|Mossy Creek Missionary Baptist Seminary|
Carson and Newman College
|Motto||Truth, Beauty, Goodness|
|Endowment||$57.5 million (2017)|
|President||Dr. Charles Fowler|
|Undergraduates||1,774 (fall 2018)|
|Postgraduates||786 (fall 2018)|
|Campus||Suburban, ca 200 acres (roughly 1 mi wide by .4 mi deep)|
|Colors||Orange & Blue|
|Athletics||NCAA Division II - SAC|
|Affiliations||Tennessee Baptist Convention|
Carson-Newman University (sometimes stylized in marketing as Carson-Newman: A Christian University) is a private liberal arts university in Jefferson City, Tennessee. Carson-Newman is affiliated with the Tennessee Baptist Convention. Founded in 1851, the university currently enrolls about 2,500 students. Studies are offered in approximately 90 different academic programs.
Following a ten-year effort of five early East Tennessee Baptists, the school was established as Mossy Creek Missionary Baptist Seminary in 1851. The school began by holding classes in a local Baptist church. Within a few years the institution became Mossy Creek Baptist College and occupied its own buildings on the site of the present campus.
In 1880, the university was named Carson College for James Harvey Carson (1801-1880), who left $15,000 of his estate to the school. For several years it existed alongside Newman College, a separate facility for the education of women named for William Cate Newman, who had donated money to the women's college. In 1889, the two colleges united as one of the first coeducational institutions in the South. The institution operated as Carson-Newman College until 2012 when the board of trustees voted to acknowledge recent organizational changes by changing the name to Carson-Newman University.
In 1919, Carson-Newman became officially affiliated with the Tennessee Baptist Convention. The college was admitted to membership in the Southern Association of Colleges and Schools in 1927 and the Association of American Colleges in 1928.
During most of its history, Carson-Newman University has served as a residential four-year, liberal arts college with courses of study leading to the baccalaureate degree.

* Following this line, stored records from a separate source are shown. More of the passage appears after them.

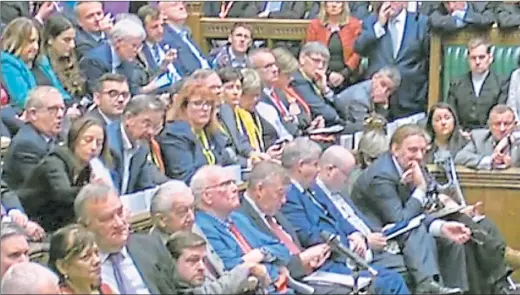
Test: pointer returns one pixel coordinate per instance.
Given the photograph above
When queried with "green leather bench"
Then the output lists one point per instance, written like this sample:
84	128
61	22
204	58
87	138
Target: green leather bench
456	62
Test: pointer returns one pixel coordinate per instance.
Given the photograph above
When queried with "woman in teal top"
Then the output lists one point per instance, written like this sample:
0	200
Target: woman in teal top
23	67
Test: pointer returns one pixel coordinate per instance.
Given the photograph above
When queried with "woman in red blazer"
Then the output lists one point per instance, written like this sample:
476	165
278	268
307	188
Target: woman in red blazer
338	30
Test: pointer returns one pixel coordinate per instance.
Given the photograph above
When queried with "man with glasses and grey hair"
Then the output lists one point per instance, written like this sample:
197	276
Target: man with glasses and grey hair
44	113
358	101
128	141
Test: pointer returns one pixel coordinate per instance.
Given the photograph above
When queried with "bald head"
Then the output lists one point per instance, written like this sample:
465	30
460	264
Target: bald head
336	164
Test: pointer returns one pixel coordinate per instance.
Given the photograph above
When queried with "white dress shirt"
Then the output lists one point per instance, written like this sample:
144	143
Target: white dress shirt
128	268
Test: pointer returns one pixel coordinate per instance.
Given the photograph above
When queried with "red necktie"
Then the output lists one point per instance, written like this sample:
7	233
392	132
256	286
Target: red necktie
283	236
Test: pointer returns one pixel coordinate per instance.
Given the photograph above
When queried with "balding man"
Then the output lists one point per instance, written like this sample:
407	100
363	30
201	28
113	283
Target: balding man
172	211
310	219
30	278
418	247
130	263
45	110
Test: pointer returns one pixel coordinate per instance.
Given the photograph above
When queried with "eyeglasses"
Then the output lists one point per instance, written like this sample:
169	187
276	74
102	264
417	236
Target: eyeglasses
224	184
115	94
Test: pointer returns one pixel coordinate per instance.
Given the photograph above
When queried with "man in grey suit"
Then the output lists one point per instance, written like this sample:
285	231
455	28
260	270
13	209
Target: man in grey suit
130	263
494	147
473	95
172	211
358	101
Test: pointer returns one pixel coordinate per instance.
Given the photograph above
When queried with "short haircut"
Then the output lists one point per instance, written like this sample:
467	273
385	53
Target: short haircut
37	96
406	131
184	240
300	149
109	77
478	41
164	196
315	48
144	103
147	12
229	74
266	171
88	193
127	28
27	278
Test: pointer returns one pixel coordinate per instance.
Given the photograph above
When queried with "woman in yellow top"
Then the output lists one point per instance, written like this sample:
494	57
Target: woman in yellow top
192	136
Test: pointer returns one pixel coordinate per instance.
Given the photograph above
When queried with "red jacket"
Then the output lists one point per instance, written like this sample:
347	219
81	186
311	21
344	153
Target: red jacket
348	34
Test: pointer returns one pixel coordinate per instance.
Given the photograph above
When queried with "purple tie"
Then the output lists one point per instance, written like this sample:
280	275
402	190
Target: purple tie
123	284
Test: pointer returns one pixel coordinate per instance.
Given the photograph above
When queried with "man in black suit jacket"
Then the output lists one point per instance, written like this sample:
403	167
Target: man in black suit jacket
142	261
473	95
394	189
45	111
93	26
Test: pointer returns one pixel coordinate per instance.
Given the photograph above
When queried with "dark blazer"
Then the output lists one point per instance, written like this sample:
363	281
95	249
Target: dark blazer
26	150
239	140
471	110
154	263
295	265
98	61
140	168
186	62
411	61
182	151
508	15
309	219
85	42
318	104
226	246
381	196
48	193
480	15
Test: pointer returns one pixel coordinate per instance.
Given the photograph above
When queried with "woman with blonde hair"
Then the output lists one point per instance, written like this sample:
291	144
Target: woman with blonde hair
23	65
193	136
338	30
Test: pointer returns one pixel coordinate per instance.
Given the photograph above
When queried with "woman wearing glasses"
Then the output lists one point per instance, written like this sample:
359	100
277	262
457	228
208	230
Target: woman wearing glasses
48	193
193	137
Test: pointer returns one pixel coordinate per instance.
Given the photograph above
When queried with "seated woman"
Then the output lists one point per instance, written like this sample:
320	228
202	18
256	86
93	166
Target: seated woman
338	30
75	258
59	45
237	122
193	137
49	192
23	65
513	100
443	127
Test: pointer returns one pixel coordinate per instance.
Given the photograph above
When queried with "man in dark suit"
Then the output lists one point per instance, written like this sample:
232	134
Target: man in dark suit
473	95
508	15
142	119
130	263
44	111
449	16
395	37
176	35
309	219
110	98
417	247
92	26
394	189
118	56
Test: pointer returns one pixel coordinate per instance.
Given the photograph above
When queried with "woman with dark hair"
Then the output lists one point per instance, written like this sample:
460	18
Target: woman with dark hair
23	65
48	193
74	257
443	127
58	45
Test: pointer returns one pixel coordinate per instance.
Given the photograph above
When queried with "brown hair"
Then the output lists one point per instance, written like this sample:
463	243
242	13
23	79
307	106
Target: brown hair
190	90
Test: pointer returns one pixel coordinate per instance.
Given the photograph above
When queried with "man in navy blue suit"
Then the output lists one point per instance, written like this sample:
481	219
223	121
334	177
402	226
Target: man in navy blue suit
396	37
190	56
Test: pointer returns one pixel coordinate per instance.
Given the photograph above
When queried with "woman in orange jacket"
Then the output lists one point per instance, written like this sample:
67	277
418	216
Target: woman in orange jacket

More recently, the university has been recognized for its student based Hunger Games.[clarification needed] In keeping with its commitment to service learning, Carson-Newman has held the Hunger Games each fall since 2011 in order to raise funds for local charities. In 2014, over 12,000 USD was raised from the games.

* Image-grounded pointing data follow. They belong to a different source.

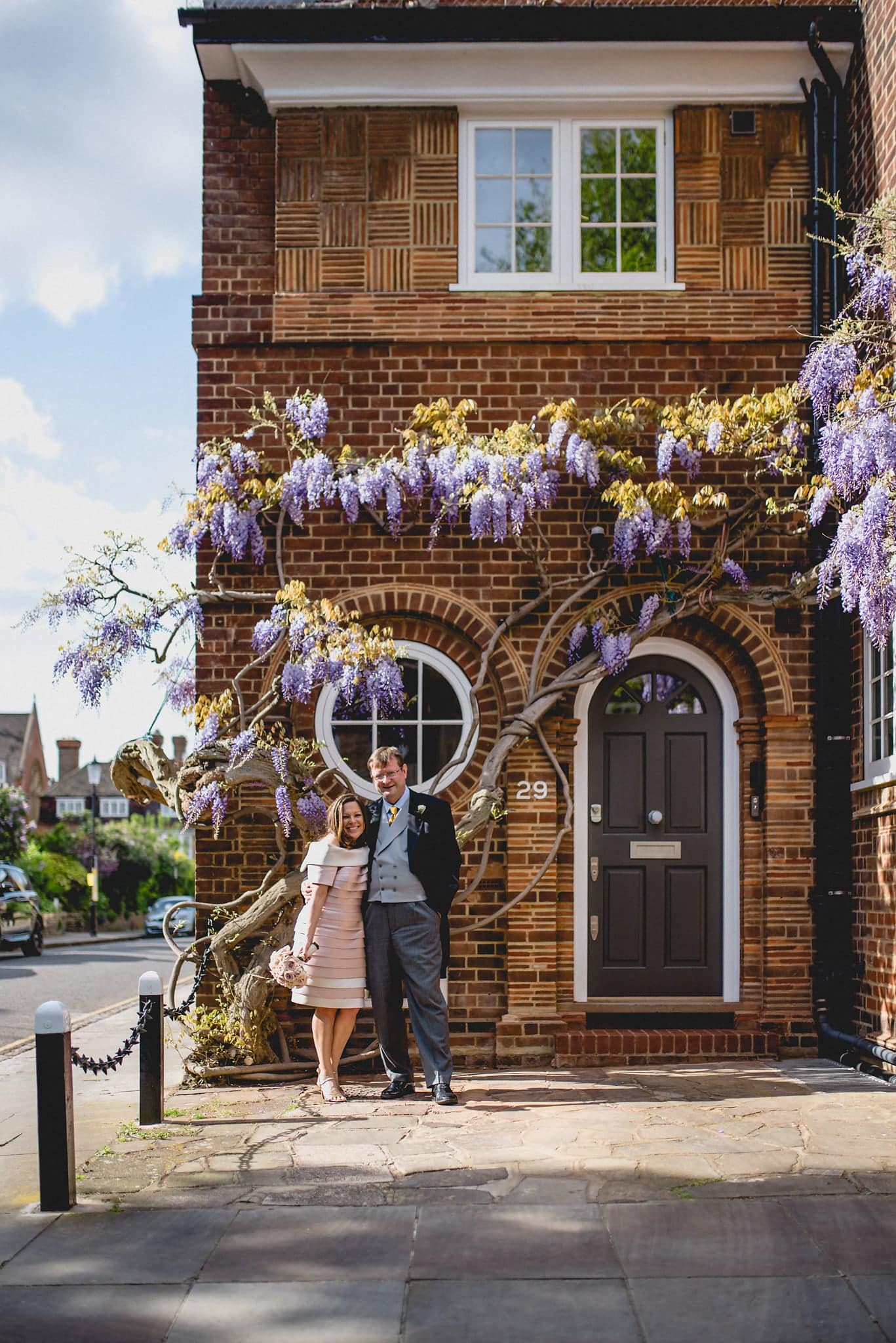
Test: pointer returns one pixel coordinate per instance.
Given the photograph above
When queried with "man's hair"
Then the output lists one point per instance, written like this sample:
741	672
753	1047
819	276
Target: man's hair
382	758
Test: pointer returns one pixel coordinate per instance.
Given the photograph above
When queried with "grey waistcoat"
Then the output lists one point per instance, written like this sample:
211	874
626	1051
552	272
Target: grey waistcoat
391	879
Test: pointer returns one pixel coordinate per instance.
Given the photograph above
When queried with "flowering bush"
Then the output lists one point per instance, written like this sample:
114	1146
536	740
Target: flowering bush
14	822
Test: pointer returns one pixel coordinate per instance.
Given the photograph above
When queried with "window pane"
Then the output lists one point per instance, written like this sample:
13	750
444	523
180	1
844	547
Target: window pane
440	700
598	151
403	738
354	747
494	152
494	249
532	151
687	703
638	199
532	201
638	151
534	249
494	201
598	249
638	249
600	201
440	746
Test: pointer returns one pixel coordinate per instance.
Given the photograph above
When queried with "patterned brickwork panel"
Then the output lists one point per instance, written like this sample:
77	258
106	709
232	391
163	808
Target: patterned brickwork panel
366	201
742	201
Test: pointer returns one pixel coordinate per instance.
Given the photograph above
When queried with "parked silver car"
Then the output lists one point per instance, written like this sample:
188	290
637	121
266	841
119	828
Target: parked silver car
20	921
184	921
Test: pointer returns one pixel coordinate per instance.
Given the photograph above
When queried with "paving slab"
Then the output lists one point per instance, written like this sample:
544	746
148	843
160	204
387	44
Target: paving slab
513	1243
89	1313
129	1247
15	1232
752	1310
313	1244
857	1233
292	1312
520	1312
879	1294
734	1239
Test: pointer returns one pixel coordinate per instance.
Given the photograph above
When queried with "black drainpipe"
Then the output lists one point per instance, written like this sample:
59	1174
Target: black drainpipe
836	966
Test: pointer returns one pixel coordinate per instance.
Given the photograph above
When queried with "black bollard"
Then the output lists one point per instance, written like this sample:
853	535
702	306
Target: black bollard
152	1051
56	1107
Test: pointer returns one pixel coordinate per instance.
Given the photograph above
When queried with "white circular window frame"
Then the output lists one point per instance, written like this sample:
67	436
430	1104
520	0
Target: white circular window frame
458	683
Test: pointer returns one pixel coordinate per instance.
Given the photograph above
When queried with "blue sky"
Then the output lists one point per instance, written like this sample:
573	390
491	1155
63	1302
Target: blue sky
100	155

In 2015 the school applied for and received a Title IX exemption so that it could maintain its status as a private Christian institution and also granting it the right to turn away "gay students, unwed mothers, women who've had an abortion and even students who may be pregnant" should it so choose to do so. Then-President Dr. Randall O'Brien states that the decision was made based on the advice of legal counsel and that the school does not discriminate and does not plan to.

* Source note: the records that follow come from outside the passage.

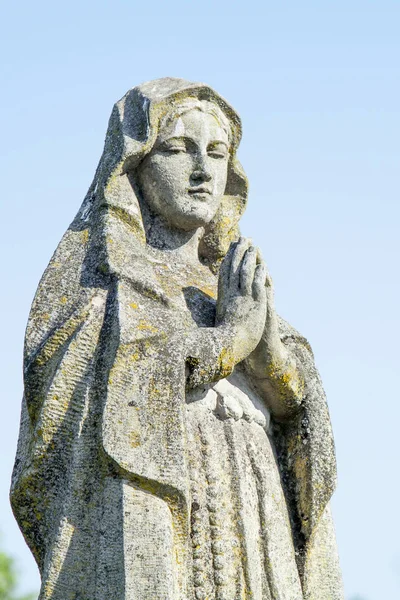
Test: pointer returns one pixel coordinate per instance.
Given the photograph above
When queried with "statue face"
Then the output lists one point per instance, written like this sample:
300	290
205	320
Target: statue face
184	176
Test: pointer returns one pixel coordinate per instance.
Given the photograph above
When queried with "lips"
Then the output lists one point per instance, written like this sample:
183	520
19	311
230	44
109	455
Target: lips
200	191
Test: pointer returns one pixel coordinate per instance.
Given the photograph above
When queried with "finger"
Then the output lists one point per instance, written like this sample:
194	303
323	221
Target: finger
259	282
247	271
237	258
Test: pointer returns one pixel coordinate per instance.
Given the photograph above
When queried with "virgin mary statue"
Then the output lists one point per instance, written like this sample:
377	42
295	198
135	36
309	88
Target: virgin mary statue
175	440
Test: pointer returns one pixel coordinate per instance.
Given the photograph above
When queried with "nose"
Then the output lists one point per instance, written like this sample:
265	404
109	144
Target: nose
202	171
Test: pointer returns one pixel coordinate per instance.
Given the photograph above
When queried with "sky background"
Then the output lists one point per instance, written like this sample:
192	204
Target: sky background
317	86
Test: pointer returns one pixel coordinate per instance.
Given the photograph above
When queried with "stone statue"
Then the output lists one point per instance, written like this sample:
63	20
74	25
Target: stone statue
175	439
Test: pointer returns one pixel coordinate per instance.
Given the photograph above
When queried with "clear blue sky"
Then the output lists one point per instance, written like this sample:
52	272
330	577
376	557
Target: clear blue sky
317	85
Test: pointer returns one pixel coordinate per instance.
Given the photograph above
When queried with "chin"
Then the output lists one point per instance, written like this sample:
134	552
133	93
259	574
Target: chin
194	217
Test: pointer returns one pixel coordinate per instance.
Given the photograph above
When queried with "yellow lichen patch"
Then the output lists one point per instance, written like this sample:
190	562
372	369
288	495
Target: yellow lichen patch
226	361
145	326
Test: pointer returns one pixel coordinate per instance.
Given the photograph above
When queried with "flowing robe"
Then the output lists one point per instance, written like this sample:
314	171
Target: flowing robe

Through an alumni donation in 2010, the university acquired a neglected 18-acre wooded area of land along Mossy Creek. More recently, the property has been transformed from an overgrown woods with a "dead creek" into a beautiful park. Over the years, the site has become increasingly important to the biology program and others at Carson-Newman. In Fall 2017, the creek started showing fresh signs of life once again.
On June 7, 2019, the trustees appointed Dr. Charles A. Fowler as the 23rd president of the university. Dr. Fowler began his tenure July 1, 2019.
Carson-Newman's Mathematics program is home to American statistician Kenneth Massey. The Army ROTC Nursing program is the largest in Tennessee.
The campus is located in Jefferson City, Tennessee, between Overlook Ave (West) and Meadow Spring Ave (East), and between Ellis St (South) and Deborah St (North).
Carson-Newman is a member of the South Atlantic Conference (SAC) and fields 18 varsity teams in National Collegiate Athletic Association (NCAA) Division II competition. Men's varsity sports at Carson-Newman are: Baseball, Basketball, Cross Country, Football, Golf, Soccer, Swimming, Tennis, and Track & Field. Women's sports are: Basketball, Cross Country, Golf, Soccer, Softball, Swimming, Tennis, Track & Field, and Volleyball. In the spring of 2015 the volleyball program expanded to include a beach volleyball program, being one of around 40 schools in the United States to offer the sport.